When There Is Always Something Left to Learn

A couple days ago I found myself sitting on the couch of my great, great uncle talking about football, weddings, and the grand adventure of life. He gave tons of advice, but the phrase that stood out to me the most was something that can be considered to be a bit cliche.

He said, “You could go to college your whole life, but you’ll still always have something to learn.”

I’ve had conversations or arguments my whole life that have left me feeling unintelligent and insignificant all because someone just had to prove to me that they were right. Instead of discussing things in love, they belittled and disrespected me with their words. I think we all find ourselves on the “right” side more often than we would care to admit. Look at Donald Trump, for example. He thinks he has it all figured out and he bullies and tears down anyone who says otherwise.

The truth is, we live in the era of fast information. Knowledge is at our fingertips. Don’t know it? Google it. Need directions? Ask Siri. Want to sound more sophisticated? Thesaurus.com it. People throw titles like Doctor or Scholar around and proudly display their PhDs in their offices. Now don’t get me wrong, all of that stuff is great and it takes a lot of patience and perseverance to earn, but I think we’re missing the big point. It doesn’t matter how many degrees you have or how many letters come after your name, you will always be in a position to learn. We, as humans, will never come to a place where we know it all, although many act as if they have arrived long ago. If this is the case then why do we belittle each other with our words and titles? Why do we act as if our opinion isn’t opinion, it’s fact?
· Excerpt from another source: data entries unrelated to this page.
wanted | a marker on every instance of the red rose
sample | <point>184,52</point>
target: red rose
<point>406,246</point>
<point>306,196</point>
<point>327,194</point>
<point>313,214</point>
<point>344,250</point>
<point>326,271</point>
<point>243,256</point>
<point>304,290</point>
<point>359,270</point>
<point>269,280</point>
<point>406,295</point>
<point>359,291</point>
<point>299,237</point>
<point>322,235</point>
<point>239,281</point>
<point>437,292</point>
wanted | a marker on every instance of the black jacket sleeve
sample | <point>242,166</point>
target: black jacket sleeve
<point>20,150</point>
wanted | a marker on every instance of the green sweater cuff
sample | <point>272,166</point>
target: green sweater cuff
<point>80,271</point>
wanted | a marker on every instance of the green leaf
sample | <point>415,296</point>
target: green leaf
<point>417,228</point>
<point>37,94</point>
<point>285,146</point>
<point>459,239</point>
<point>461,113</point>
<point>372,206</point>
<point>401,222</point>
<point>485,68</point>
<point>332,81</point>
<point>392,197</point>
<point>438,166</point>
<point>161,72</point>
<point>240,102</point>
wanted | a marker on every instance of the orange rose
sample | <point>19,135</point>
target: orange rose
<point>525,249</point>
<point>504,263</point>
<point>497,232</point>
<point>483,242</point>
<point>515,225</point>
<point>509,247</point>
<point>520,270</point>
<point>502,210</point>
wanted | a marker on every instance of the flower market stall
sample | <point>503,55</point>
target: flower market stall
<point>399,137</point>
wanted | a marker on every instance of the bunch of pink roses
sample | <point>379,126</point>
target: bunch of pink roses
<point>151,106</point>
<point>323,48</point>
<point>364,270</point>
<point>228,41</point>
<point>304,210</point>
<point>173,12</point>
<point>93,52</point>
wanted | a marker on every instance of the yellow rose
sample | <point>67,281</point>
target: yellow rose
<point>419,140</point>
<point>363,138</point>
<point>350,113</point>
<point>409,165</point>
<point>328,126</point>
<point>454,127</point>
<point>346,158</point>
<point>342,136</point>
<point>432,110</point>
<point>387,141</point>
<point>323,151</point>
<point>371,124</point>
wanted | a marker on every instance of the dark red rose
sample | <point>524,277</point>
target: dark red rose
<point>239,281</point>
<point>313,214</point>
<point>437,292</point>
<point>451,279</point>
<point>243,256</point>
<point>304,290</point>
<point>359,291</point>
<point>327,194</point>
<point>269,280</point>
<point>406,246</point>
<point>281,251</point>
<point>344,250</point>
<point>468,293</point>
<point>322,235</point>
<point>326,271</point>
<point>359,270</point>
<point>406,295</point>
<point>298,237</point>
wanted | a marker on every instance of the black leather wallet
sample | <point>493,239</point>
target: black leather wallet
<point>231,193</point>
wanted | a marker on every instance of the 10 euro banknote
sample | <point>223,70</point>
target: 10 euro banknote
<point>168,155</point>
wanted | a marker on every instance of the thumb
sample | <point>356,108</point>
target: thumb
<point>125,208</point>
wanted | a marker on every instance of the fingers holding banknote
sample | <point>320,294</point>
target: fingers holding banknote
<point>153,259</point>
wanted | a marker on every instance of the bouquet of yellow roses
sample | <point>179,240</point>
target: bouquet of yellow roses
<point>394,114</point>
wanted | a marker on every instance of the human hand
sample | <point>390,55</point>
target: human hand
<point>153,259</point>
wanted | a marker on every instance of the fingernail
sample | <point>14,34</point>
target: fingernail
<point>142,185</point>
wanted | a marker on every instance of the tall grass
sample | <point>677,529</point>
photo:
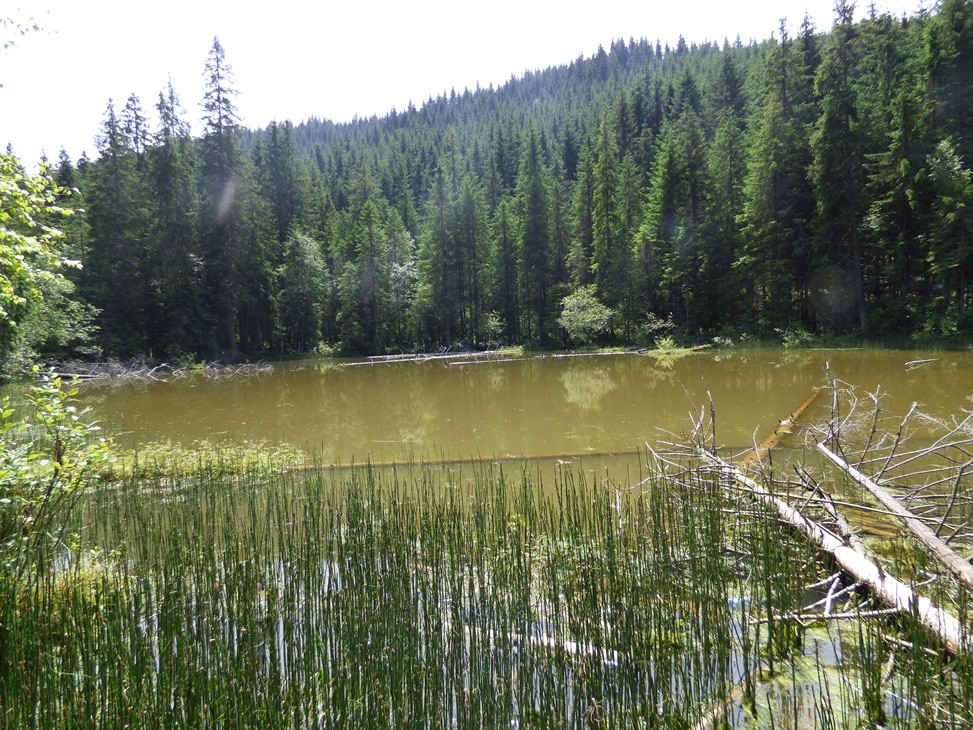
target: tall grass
<point>410,598</point>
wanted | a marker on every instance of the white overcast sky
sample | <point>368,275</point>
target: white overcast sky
<point>333,60</point>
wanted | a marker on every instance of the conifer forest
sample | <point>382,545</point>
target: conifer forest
<point>818,182</point>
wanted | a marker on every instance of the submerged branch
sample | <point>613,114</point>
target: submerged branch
<point>949,557</point>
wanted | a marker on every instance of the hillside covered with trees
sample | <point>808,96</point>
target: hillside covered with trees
<point>819,183</point>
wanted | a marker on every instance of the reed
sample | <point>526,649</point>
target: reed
<point>429,597</point>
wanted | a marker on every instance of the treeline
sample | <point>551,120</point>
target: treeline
<point>820,182</point>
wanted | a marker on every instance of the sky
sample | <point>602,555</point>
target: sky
<point>292,60</point>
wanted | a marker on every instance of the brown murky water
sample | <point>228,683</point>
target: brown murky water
<point>536,406</point>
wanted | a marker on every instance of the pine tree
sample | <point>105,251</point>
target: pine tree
<point>837,168</point>
<point>534,236</point>
<point>221,180</point>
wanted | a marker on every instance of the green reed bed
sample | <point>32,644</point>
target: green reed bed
<point>259,597</point>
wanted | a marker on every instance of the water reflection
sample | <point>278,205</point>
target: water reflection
<point>586,386</point>
<point>400,410</point>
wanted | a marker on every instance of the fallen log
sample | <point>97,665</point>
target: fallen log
<point>891,591</point>
<point>784,429</point>
<point>960,567</point>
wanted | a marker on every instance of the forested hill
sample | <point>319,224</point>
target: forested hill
<point>819,182</point>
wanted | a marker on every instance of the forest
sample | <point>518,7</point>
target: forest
<point>815,183</point>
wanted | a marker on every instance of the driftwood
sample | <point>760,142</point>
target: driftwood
<point>891,591</point>
<point>784,428</point>
<point>949,557</point>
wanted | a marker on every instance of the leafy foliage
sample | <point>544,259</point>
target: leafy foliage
<point>800,182</point>
<point>45,462</point>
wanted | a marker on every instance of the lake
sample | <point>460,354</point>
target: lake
<point>541,406</point>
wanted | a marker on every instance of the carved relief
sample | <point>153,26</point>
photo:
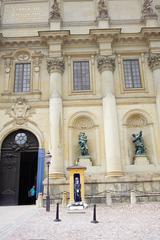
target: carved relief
<point>147,10</point>
<point>102,9</point>
<point>8,61</point>
<point>154,61</point>
<point>20,111</point>
<point>136,120</point>
<point>106,63</point>
<point>83,123</point>
<point>55,64</point>
<point>22,56</point>
<point>55,12</point>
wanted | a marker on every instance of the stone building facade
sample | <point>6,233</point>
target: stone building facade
<point>71,66</point>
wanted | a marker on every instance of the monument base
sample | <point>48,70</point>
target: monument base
<point>141,160</point>
<point>77,207</point>
<point>85,161</point>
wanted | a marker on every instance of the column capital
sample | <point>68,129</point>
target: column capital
<point>106,63</point>
<point>55,64</point>
<point>154,61</point>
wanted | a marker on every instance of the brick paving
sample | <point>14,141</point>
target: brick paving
<point>117,222</point>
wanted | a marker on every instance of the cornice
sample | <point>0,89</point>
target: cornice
<point>151,32</point>
<point>95,36</point>
<point>54,35</point>
<point>106,34</point>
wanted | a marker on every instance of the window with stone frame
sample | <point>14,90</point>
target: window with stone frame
<point>22,77</point>
<point>132,75</point>
<point>81,76</point>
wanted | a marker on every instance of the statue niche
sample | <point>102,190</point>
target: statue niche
<point>83,144</point>
<point>138,141</point>
<point>140,149</point>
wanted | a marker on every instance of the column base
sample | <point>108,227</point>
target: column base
<point>141,160</point>
<point>115,174</point>
<point>151,21</point>
<point>85,161</point>
<point>55,24</point>
<point>103,22</point>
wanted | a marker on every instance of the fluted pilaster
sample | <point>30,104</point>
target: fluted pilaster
<point>154,61</point>
<point>56,68</point>
<point>106,66</point>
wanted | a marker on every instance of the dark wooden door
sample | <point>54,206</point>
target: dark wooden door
<point>12,148</point>
<point>9,178</point>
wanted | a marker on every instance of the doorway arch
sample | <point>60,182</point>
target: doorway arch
<point>18,167</point>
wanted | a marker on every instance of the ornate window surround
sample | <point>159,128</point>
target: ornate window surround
<point>139,57</point>
<point>22,56</point>
<point>91,60</point>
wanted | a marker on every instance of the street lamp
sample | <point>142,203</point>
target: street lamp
<point>48,161</point>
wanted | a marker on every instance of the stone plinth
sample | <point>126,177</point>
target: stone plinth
<point>151,21</point>
<point>141,160</point>
<point>85,161</point>
<point>103,22</point>
<point>55,24</point>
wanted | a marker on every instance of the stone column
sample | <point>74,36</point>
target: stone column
<point>154,64</point>
<point>7,65</point>
<point>55,68</point>
<point>106,66</point>
<point>37,60</point>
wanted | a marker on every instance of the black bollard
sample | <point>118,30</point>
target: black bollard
<point>94,215</point>
<point>57,214</point>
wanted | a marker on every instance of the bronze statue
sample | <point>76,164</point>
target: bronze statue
<point>102,9</point>
<point>55,12</point>
<point>83,144</point>
<point>77,189</point>
<point>139,143</point>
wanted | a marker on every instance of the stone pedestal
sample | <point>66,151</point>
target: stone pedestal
<point>85,161</point>
<point>74,172</point>
<point>103,22</point>
<point>141,160</point>
<point>151,21</point>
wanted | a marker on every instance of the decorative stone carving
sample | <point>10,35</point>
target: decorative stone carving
<point>102,9</point>
<point>83,123</point>
<point>20,111</point>
<point>147,10</point>
<point>55,64</point>
<point>138,141</point>
<point>55,12</point>
<point>8,64</point>
<point>136,120</point>
<point>154,61</point>
<point>106,63</point>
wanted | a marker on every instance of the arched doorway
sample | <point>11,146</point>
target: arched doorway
<point>18,167</point>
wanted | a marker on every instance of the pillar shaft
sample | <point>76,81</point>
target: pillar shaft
<point>154,64</point>
<point>111,131</point>
<point>56,67</point>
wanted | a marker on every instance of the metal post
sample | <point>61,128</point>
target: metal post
<point>47,196</point>
<point>94,215</point>
<point>57,214</point>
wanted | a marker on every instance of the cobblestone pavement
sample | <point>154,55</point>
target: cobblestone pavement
<point>127,222</point>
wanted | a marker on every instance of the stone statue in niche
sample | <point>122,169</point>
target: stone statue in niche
<point>139,144</point>
<point>102,9</point>
<point>55,12</point>
<point>83,144</point>
<point>77,189</point>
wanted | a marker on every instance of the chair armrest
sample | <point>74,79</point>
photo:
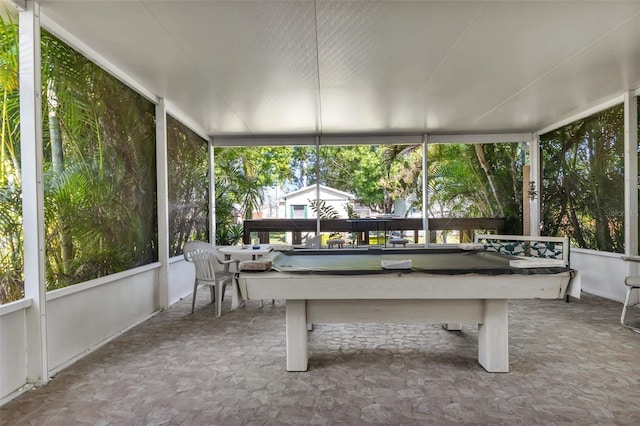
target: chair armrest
<point>226,262</point>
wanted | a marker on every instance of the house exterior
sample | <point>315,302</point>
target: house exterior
<point>297,204</point>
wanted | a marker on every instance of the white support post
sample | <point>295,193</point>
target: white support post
<point>631,174</point>
<point>425,193</point>
<point>163,204</point>
<point>631,185</point>
<point>535,175</point>
<point>318,185</point>
<point>33,193</point>
<point>212,194</point>
<point>296,324</point>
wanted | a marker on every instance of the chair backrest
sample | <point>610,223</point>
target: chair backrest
<point>518,245</point>
<point>313,242</point>
<point>203,257</point>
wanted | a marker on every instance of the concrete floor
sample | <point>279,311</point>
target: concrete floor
<point>570,364</point>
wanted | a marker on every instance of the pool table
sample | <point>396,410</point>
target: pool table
<point>431,285</point>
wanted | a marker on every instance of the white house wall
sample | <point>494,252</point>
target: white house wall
<point>328,197</point>
<point>13,347</point>
<point>181,277</point>
<point>82,320</point>
<point>601,273</point>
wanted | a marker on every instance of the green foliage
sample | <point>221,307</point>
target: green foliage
<point>229,234</point>
<point>322,210</point>
<point>460,187</point>
<point>188,186</point>
<point>98,164</point>
<point>11,235</point>
<point>583,181</point>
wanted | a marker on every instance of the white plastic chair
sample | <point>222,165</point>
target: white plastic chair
<point>633,283</point>
<point>313,242</point>
<point>203,256</point>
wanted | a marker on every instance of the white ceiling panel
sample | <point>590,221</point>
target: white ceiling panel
<point>365,67</point>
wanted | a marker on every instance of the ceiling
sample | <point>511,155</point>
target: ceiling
<point>368,67</point>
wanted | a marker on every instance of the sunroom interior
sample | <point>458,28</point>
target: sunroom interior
<point>312,73</point>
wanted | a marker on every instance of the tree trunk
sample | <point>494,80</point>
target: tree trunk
<point>487,171</point>
<point>57,163</point>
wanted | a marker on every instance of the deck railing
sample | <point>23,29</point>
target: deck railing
<point>467,227</point>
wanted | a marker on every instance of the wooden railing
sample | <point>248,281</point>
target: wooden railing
<point>466,226</point>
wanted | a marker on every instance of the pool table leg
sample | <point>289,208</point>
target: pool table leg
<point>296,321</point>
<point>493,337</point>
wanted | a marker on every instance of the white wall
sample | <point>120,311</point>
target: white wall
<point>330,198</point>
<point>602,274</point>
<point>181,277</point>
<point>84,316</point>
<point>13,347</point>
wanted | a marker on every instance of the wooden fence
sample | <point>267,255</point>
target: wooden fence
<point>362,227</point>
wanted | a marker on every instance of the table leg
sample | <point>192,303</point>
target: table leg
<point>296,321</point>
<point>493,337</point>
<point>452,326</point>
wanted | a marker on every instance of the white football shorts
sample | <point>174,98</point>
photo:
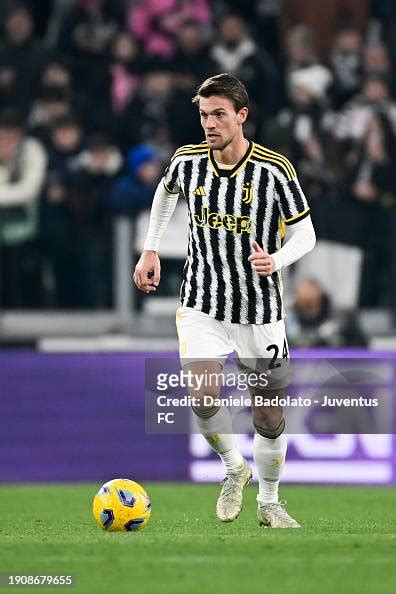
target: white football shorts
<point>258,347</point>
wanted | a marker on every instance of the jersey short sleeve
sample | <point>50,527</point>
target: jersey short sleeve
<point>171,177</point>
<point>292,202</point>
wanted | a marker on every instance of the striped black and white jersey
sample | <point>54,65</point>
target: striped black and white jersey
<point>228,209</point>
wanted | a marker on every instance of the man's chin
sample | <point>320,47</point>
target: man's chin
<point>216,143</point>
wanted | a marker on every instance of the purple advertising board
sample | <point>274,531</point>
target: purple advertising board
<point>81,417</point>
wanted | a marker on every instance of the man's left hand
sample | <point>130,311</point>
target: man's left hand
<point>261,261</point>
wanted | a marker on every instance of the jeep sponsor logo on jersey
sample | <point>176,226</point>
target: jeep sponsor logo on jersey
<point>214,220</point>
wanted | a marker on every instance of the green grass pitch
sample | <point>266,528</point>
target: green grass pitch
<point>347,544</point>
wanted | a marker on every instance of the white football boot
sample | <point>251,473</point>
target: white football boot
<point>229,503</point>
<point>275,515</point>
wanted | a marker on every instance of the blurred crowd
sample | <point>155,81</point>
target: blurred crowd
<point>95,95</point>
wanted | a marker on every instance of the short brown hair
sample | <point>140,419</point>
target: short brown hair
<point>224,85</point>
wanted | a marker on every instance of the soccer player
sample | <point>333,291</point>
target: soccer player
<point>241,197</point>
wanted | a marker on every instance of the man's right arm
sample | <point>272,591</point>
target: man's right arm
<point>148,270</point>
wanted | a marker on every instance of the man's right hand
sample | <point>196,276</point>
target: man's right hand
<point>147,273</point>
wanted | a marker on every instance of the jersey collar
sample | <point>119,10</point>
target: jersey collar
<point>231,172</point>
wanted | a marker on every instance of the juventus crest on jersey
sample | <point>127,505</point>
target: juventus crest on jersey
<point>228,209</point>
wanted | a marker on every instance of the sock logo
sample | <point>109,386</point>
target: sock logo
<point>200,191</point>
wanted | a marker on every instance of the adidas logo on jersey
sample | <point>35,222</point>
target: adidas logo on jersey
<point>200,191</point>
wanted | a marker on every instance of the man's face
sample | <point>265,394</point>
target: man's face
<point>220,121</point>
<point>19,26</point>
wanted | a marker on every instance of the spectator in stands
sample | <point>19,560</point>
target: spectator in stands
<point>63,246</point>
<point>353,120</point>
<point>53,102</point>
<point>192,53</point>
<point>262,17</point>
<point>85,37</point>
<point>156,23</point>
<point>21,58</point>
<point>300,55</point>
<point>300,132</point>
<point>236,52</point>
<point>91,176</point>
<point>346,63</point>
<point>374,190</point>
<point>314,322</point>
<point>125,70</point>
<point>22,173</point>
<point>133,191</point>
<point>327,20</point>
<point>146,119</point>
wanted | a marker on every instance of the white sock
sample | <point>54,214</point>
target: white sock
<point>217,430</point>
<point>269,456</point>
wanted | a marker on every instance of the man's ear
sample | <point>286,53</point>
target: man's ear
<point>242,115</point>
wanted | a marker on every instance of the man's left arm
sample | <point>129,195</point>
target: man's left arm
<point>300,239</point>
If we are all constantly learning and (hopefully) growing then why are we all so mean to each other?

A man with a PhD has things to learn from a 3rd grader. A pastor with five degrees from seminary has things to learn from the elderly lady who teaches Sunday school. The CEO has something to learn from the college student. So instead of using our words to tear each other down and prove how “right” we are, why don’t we try to love each other in this grand adventure of learning? You can look at life as a big argument that you are always trying to win, or you could see it as the magnificent opportunity to learn and to love. People won’t remember all of the big, fancy words that you use, but they will remember the way you made them feel.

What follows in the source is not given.